Here are the four foundations of his revolution
If it wasn’t clear before, it is now: Pope Francis is no moderate. In what some are calling a “nearly revolutionary” speech, Francis gave a 55-minute papal tour de force in Bolivia Thursday night calling for a “structural change” to a global economy that runs “counter to the plan of Jesus.”
Francis and his predecessors have issued strong calls for global economic structural reforms before, but Thursday night’s address to the poor of Bolivia went above and beyond. “The future of humanity does not lie solely in the hands of great leaders, the great powers and the elites,” he said. “It is fundamentally in the hands of peoples and in their ability to organize. It is in their hands, which can guide with humility and conviction this process of change. I am with you.”
If his September address to the U.S. Congress looks anything similar, House Speaker John Boehner and leaders of both parties might regret their invitation to the 78-year-old Jesuit pontiff. Here are the four foundations of his revolution.
1. Land, lodging, and labor are “sacred rights.” In what is perhaps his boldest claim to date, Pope Francis argued that everyone has a God-given right to have a job, to own land, and to have a home. This, of course, is neither the promise nor goal of current economic systems established in the U.S. and around the globe. This also goes well beyond the traditional social teaching of the Catholic Church, which argues for the dignity of work, but doesn’t go as far to say that everyone has a God-given right to have a job.
2. People—not profits—must be the center of the global economy.Lambasting unbridled capitalism as a “subtle dictatorship” and the “dung of the devil,” Francis argued that when the “unfettered pursuit of money rules,” that “the service of the common good is left behind.” Francis called on the people to counter this: “Let us say no to an economy of exclusion and inequality, where money rules, rather than service. That economy kills. That economy excludes. That economy destroys Mother Earth.”
3. We can’t wait for change. In his recent encyclical, Pope Francis said that, “doomsday predictions” about the environment “can no longer be met with irony or disdain.” On Thursday, he argued the same could be said of economic injustices: “Time, my brothers and sisters, seems to be running out; we are not yet tearing one another apart, but we are tearing apart our common home.” To address this economic situation, Francis argued that people must not be afraid to say “we want change.”

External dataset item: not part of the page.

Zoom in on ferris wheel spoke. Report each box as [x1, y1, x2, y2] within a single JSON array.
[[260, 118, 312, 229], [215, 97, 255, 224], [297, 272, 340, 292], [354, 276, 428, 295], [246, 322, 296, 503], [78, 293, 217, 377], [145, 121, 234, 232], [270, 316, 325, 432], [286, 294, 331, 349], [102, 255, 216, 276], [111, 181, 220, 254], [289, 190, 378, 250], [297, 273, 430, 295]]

4. Lasting change must begin from below. The pope argued that structural change won’t be the “result from any one political decision.” Change from below works, the pope said, because when people get “caught up in the storms of people’s lives,” they are deeply moved and compelled to act.
Pope Francis’s speech didn’t reek of socialism, communism, or Marxism, but of a radical commitment to the Gospel of Jesus Christ. “Working for a just distribution of the fruits of the earth and human labor is not mere philanthropy,” the pope said. “It is a moral obligation. For Christians, the responsibility is even greater: it is a commandment. It is about giving to the poor and to peoples what is theirs by right.”
If Pope Francis can sway Congress on this idea, then perhaps the world will begin to believe what so many of the poor already know: Francis truly is the vicar of that poor man who came two millennia ago to save his people.